Tuesday, October 28, 2008

Oct 28 - Week 8

Last week we did a proof about the binary search. I begin to doubt is it always the case that we use strong induction to prove the program correctness? At least for now I assume so. The proof structure is not quite complexed. Just as normal strong induction, we will assume P(1) up to P(n-1). As the programming code come into play now, we have to analyze what does these code do at the same time. Binary search has got a basic case, which is the input first index and last index is the same. It means we go through the entire list, so the if the index position indeed contains the element we want, then we are done. Otherwise we can not find anything, since we assumed the entire list has been gone through. This satisfies both precondition as well as postcondition. After finished the base case, we will play with the rest of the program for a well.
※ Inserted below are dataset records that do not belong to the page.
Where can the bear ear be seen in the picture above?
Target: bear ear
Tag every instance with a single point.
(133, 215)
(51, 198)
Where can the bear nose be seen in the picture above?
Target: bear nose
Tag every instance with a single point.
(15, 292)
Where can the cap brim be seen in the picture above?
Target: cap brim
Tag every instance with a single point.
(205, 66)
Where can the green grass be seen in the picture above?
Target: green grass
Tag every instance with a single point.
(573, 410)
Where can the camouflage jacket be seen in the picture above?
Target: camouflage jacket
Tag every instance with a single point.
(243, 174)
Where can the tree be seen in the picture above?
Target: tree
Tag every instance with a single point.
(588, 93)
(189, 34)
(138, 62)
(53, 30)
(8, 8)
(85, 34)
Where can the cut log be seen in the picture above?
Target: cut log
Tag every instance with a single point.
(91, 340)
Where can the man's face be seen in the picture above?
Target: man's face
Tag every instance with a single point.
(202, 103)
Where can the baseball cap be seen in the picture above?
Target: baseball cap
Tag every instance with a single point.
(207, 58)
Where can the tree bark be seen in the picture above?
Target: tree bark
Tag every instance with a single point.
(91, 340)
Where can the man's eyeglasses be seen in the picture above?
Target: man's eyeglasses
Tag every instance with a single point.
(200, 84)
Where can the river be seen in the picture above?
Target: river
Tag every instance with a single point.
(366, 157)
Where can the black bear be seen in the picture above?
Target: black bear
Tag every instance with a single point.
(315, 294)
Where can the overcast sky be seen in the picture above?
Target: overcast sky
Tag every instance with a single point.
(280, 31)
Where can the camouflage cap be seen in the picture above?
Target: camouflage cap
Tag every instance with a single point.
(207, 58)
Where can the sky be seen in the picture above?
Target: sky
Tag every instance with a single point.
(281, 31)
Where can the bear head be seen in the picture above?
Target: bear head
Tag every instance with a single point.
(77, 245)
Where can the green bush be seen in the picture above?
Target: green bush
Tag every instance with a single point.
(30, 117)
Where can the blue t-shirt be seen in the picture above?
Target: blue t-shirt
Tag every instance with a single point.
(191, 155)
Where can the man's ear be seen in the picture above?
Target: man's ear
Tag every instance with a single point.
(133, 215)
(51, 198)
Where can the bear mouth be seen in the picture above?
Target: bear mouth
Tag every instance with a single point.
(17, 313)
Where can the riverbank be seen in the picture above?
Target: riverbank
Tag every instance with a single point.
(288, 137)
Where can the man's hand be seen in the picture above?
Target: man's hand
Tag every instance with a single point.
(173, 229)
The key part is how the program divide the list into two parts. That generate the proof into two separate branches. First is the list from the first to the m index, the other one runs from m+1 to the last. By comparing the element to the value of m, it will make the list smaller and smaller. We can not forget to check whether the precondition still holds at the same time.
The greatest common divisor example seems ambiguous to me. I sort of understanding how the proof is made, but have some problems understanding how does the program works.

I missed Monday's lecture, and did not have a chance to hand in the problem set 4 which was printed two days ago. I believe I will go to Thursday evening's lecture.